Once, he would have tried it. Now, he had learned wisdom. Steadying himself, he sheathed his sword. He clasped the Belt around his waist …

And — time seemed to stand still.

What …?

A rush of heat swept through Lief’s body. There was a strange, crackling sound. Then the Belt seemed to explode with light.

A furious roar shook the palace to its core. Red smoke recoiled, hissing, into the boiling clouds. But the gems of the Belt of Deltora blazed like fire, their rainbow brilliance streaming outward, filling the air, banishing the night, dancing on the faces of the cheering, weeping people. And in the center of the light stood Lief. Lief, the true heir of Deltora, revealed at last.

Shrieking, panic-stricken, the Ak-Baba wheeled away, soared upward to the tower. But the tower was empty. And already the red clouds were rolling back to the Shadowlands, a raging malice growling in their depths. A malice that would not die, but which knew that this battle, at least, it could not win.

Astounded, Lief looked around him. Saw his mother smling, sobbing, cradling his father’s head in her lap, and Doom kneeling beside them. Saw Jasmine and Barda, clinging together, their faces wild with joy and relief while Kree screeched above them and Filli danced on Jasmine’s shoulder. Looked behind him at the shrieking, cheering Manus, Gla-Thon, Nanion, and Fardeep. Saw Zeean raising her head, her eyes shining. And Glock — Glock! — grinning all over his face.

They are safe, Lief thought, his heart swelling. All will be safe now.

The remaining Guards were tearing blisters by the dozen from the boxes and hurling them into the celebrating crowd. But the people had already learned that water and Boolong sap were not harmful. Soon, the Guards would realize their own danger.

For they had been ruthlessly abandoned. As had the Ols, who, their source of power withdrawn, lay with burst and shrivelled hearts in the market square, where at last Steven was climbing from the pit. As had Ichabod, sprawled like a drained sack of red skin over the gnawed bones of his last meal.

And so it would be now, all over the land. As the radiance of the Belt filled Lief, his eyes seemed to pierce darkness and distance. From Raladin to Rithmere, from Dread Mountain to the Valley of the Lost, from Broad River to Withick Mire, fear was vanishing.

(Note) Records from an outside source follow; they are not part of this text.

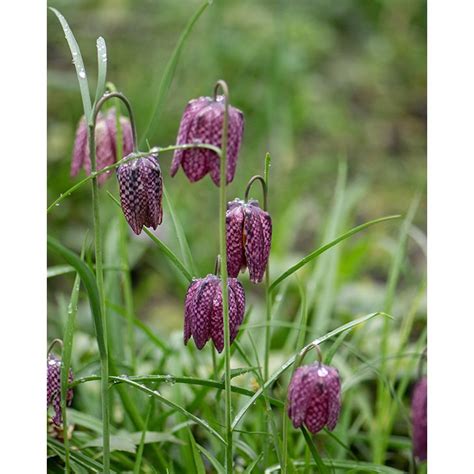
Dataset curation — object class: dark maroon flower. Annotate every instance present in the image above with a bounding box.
[184,274,246,352]
[71,108,134,185]
[287,363,341,434]
[226,199,272,283]
[117,154,163,235]
[171,96,244,186]
[47,354,73,426]
[411,376,427,461]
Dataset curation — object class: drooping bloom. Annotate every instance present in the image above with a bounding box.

Throughout Deltora people were seeing their enemies falling, the clouds of evil in flight. The people were throwing down their weapons in joy, creeping from hiding, embracing their loved ones, and looking up at the sky. Knowing that suddenly, amazingly, a miracle had occurred. And at last they were free.

Lief knew all this. He knew, he accepted, that he was the heir to Deltora. The Belt had proved it beyond doubt. But how? How could this be?